I decided not to opt for making my Assignment 1 file part of my Assignment 2 file through the use of "Child nodes" because not everything I did or used in the Assignment 1 was correct or to my liking. Some things, after having learned more about data analysis and R caused me to change my perspective on the things I did. Additionally, based on feedback from both Professor Isserlin and TA Tamar Av-Shalom there were some things I needed to change and do differently. One such example is the MDS plot, which wasn't correct as it did not use the intended values. We can see in Figure 1 the MDS plot that there is clustering and therefore can safely assume that there is a strong relationship between the genes and their effects that are being investigated. This was the same conclusion that was determined in Assignment 1, even after correction, as well as using edgeR to normalize and clean the data as we had done in the previous assignment, we made some corrections and formatting changes so that the data table header was more presentable.

After downloading, cleaning, and analyzing RNASeq data, we use the Benjamini-Hochberg (BH) correction method to adjust for outliers. We also used the BH method of correction because it is less stringent, we used Benjamini-Hochberg. Bonferroni is more stringent, so we'll get fewer hits. It is preferable to use a less stringent correction because we want a reasonable number of results for our downstream analysis and do not need to worry about the cost of testing differential expression.

With this in mind, I created a volcano plot, MA plot, which has a very similar spread in terms of their data points. We can see that the genes that were expressed in a nice cluster. Then I ordered the datapoints of the top hits, i.e. for the genes as a heatmap. Those were values that were less than a threshold of p <0.05 as that seems to be the magic number.

I had a total of 608 genes after correction, 280 that were upregulated, and 328 of them were downregulated.

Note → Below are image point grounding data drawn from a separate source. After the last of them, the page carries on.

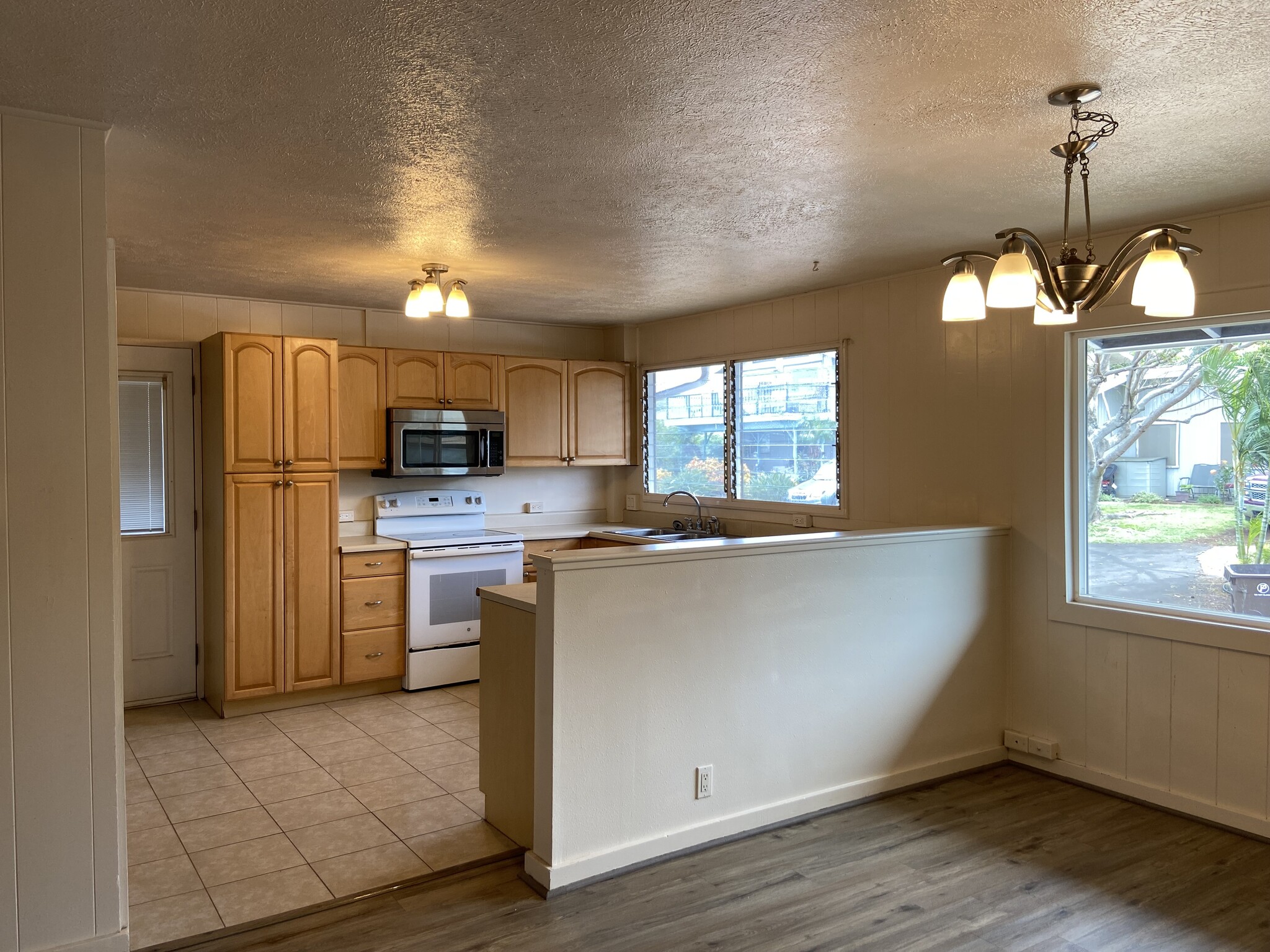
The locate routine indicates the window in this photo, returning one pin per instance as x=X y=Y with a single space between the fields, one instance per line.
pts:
x=1173 y=451
x=763 y=430
x=143 y=457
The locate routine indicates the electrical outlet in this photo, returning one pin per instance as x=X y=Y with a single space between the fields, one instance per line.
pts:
x=705 y=781
x=1039 y=747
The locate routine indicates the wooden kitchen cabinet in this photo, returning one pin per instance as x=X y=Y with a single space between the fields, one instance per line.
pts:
x=538 y=400
x=310 y=405
x=415 y=380
x=243 y=382
x=253 y=588
x=474 y=382
x=600 y=413
x=310 y=584
x=362 y=404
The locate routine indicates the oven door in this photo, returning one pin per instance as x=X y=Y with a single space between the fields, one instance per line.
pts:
x=442 y=606
x=446 y=450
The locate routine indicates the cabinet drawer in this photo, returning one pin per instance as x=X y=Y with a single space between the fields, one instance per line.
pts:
x=374 y=603
x=357 y=565
x=379 y=653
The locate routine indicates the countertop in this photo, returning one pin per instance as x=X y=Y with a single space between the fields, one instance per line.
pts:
x=523 y=596
x=368 y=544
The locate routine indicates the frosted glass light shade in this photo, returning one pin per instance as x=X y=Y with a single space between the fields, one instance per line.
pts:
x=1013 y=283
x=1163 y=286
x=963 y=299
x=456 y=302
x=431 y=296
x=414 y=306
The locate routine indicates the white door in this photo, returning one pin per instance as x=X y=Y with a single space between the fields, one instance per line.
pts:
x=156 y=522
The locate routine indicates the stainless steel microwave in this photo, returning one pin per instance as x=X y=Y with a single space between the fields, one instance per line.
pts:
x=445 y=443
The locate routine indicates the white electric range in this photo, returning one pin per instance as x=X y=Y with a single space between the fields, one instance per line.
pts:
x=450 y=553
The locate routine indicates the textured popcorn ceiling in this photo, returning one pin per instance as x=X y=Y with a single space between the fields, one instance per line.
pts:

Gene enrichment analysis is performed with g:profiler, specifically gprofiler2. The authors of the paper used false discovery rate (FDR) correction using the fdrtool package, and differential expression significance was set at a 25% FDR rate, furthermore the pathway enrichment significance was set at p < 0.05. To identify biological pathways affected by MDD, Gene Set Enrichment Analysis (GSEA) was performed using the Wald statistic-ranked gene lists and EnrichmentMap gene-set database under their default parameters.

So we can see here that the authors' method to determine significant genes and perform differential gene analysis differed from my approach as we used Over Expression Analysis (ORA).

Conclusion, Outlook, & Discussion

I did not require to do any more threshold reduction as the number of genes that I had were somewhat reasonable. Furthermore, the authors of the paper (Hyunjung et. al., 2022) had similar differentially expressed genes. The authors of the paper identified 307 genes showing significant group differences 168 upregulated, 139 downregulated and gene sets were significantly altered in those with MDD, 528 gene sets, 267 upregulated, 261 downregulated. Comparatively, we can see how close these numbers are. The large difference of 838 genes being differentuially regualted and my 608 are most likely due to the fact that

References

  1. Note that this is written in Markdown because it makes it easier to CV the template to Mediawiki edited pages.